Segundo informações do jornal Estadão, o Citi rebaixou a recomendação dos papéis do Nubank de “compra” para “neutra” e reduziu o preço-alvo das ações de US$ 18 para US$ 13. Para os analistas, a fintech ainda possui potencial de crescimento, mas enfrenta novos desafios para manter o ritmo de expansão.
O principal alerta está relacionado à forte dependência do crédito. De acordo com a análise, cerca de 60% da receita média gerada por cliente do Nubank já vem de produtos de crédito, o que aumenta a exposição da empresa a mudanças no comportamento dos consumidores e no cenário econômico.

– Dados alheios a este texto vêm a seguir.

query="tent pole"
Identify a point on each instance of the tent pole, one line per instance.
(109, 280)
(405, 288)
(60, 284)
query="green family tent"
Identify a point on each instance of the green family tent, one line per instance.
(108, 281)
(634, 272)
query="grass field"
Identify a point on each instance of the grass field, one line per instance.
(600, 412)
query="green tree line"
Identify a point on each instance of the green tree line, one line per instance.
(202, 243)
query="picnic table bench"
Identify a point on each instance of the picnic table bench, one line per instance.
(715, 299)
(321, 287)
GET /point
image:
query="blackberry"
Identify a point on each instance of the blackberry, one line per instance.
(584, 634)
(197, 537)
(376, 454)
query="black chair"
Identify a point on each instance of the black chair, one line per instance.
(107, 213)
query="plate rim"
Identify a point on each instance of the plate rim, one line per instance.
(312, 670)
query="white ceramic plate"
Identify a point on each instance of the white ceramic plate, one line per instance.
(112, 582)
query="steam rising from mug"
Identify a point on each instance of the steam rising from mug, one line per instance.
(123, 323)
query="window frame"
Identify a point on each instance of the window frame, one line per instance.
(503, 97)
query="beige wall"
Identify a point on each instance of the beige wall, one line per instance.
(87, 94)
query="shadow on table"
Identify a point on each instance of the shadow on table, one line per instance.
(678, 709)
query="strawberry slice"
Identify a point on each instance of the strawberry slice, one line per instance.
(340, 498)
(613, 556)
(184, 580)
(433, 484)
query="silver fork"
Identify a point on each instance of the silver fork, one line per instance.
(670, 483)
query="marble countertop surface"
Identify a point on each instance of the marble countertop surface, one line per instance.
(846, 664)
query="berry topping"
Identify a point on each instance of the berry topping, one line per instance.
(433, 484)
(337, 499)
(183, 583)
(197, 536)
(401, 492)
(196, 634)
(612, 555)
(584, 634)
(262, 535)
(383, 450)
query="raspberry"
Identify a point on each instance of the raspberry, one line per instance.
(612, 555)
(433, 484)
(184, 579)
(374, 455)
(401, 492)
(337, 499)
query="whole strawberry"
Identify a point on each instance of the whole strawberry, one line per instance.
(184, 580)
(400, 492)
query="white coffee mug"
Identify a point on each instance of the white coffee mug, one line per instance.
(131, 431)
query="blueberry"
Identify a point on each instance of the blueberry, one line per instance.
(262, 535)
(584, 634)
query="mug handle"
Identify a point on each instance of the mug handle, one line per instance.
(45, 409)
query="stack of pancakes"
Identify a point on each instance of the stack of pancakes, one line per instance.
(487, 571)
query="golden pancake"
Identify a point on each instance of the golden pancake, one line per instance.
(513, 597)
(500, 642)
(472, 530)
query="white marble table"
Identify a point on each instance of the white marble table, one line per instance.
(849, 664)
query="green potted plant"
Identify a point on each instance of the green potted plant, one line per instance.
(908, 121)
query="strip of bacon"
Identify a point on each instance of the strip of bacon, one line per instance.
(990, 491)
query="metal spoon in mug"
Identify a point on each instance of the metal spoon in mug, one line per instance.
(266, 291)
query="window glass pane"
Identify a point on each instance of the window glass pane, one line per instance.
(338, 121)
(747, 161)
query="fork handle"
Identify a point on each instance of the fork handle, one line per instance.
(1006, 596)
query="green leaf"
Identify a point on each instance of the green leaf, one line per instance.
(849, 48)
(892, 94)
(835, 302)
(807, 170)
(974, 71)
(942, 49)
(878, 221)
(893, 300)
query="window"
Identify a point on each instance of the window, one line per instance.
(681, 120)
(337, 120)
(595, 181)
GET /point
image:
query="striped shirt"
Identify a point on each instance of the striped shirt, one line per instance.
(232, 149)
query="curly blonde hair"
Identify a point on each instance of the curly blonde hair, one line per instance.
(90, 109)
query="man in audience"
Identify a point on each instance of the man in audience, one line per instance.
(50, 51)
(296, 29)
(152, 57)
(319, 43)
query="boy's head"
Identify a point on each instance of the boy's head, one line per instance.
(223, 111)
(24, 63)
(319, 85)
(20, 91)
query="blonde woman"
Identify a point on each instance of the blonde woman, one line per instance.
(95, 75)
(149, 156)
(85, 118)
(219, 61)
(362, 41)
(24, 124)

O ponto que mais chamou atenção dos especialistas foi o avanço do chamado crédito consignado privado, modalidade em que as parcelas são descontadas diretamente da folha de pagamento do trabalhador.
Na avaliação do Citi, o crescimento desse tipo de empréstimo pode alterar a prioridade dos pagamentos feitos pelos clientes. Como o consignado costuma ter desconto automático, outras dívidas — como cartão de crédito e empréstimos pessoais — podem perder espaço no orçamento dos consumidores.
Atualmente, a maior parte da carteira de crédito do Nubank é formada por operações sem garantia. Segundo o levantamento citado pelo banco, cerca de 96% da carteira está concentrada nesse modelo, sendo 82% em cartões e 14% em empréstimos pessoais.
O Citi reconhece que o Nubank tem uma ampla base de clientes e uma marca consolidada no mercado, mas avalia que a fintech pode estar mais exposta aos impactos dessa mudança no comportamento de crédito.